03 dezembro 2008

Anticlimático

Acordo junto com a neblina que, na certeza do sono interrompido, parece ter se originado de meu cérebro macilento. Não há como divisar nada além de alguns palmos para fora da janela. Mesmo assim esfrego os olhos. Não dá certo. Minha cama aos poucos perde o calor de meu corpo recém descoberto. Entro no banheiro e ligo o chuveiro, desviando dos respingos gelados em minhas canelas e quase escorregando e caindo por conta da dança bisonha. Apenas quando a neblina interior rivaliza com a externa tomo a coragem e o banho necessários. O couro cabeludo se espreme num calafrio dolorido. Banho no frio é como comida mexicana. Difícil de entrar, pior de sair. Mas o meio termo até que é agradável.
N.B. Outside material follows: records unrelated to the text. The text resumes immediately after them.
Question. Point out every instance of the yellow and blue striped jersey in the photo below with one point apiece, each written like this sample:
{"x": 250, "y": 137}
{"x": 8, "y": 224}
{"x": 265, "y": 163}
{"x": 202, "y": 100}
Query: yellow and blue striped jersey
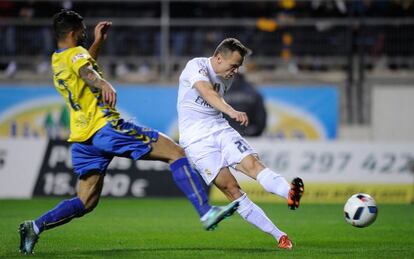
{"x": 88, "y": 112}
No trânsito vejo os primeiros raios de sol se esforçando para irromper as camadas de vapor, fuligem e preguiça, sinalizando a inevitabilidade do dia que recém começou. A rua está permeada de caras amassadas enlatadas em seus contêineres de aço e vidro. Alguns se escondem atrás de janelas fumê, trancando-se num microverso veicular onde enfiar o dedo no nariz não é falta de educação. Falsa segurança transitória. Neste fluxo é tão difícil encontrar sorrisos quanto faixas de sol, mas eles existem. Estão lá, frutos de noites não tão frias ou de promessas de dias mais ensolarados.

Quando finalmente estaciono essas promessas ainda não se concretizaram. O edifício se ergue à minha frente com outras promessas, mais cinzentas, mais sisudas. Haverá risadas esparsas, isso é certo, mas sei bem que tudo não passará de uma estratégia, de um escapismo involuntário. Sol e chuva sem desencalhar viúvas. Faltam ainda quatro horas para o almoço.

Para muitos a hora do almoço é a única chance de ver o sol durante todo o dia. Para mim ao menos é. Saio pela portaria e aciono minha pequena usina de vitaminas. Minha pele chega a brilhar, a palidez como que querendo fugir de sua prisão epitelial. Blusas e jaquetas são repentinamente esquecidas. Óculos escuros e sorrisos espontâneos por um instante reencontrados. Decotes abertos e mangas arregaçadas. Cada trecho de pele descoberta é uma janela aberta à invasão anti-mofo. Tudo tem luz nesta nossa fotossíntese social. Por meia hora o mundo aparenta ainda ter esperanças.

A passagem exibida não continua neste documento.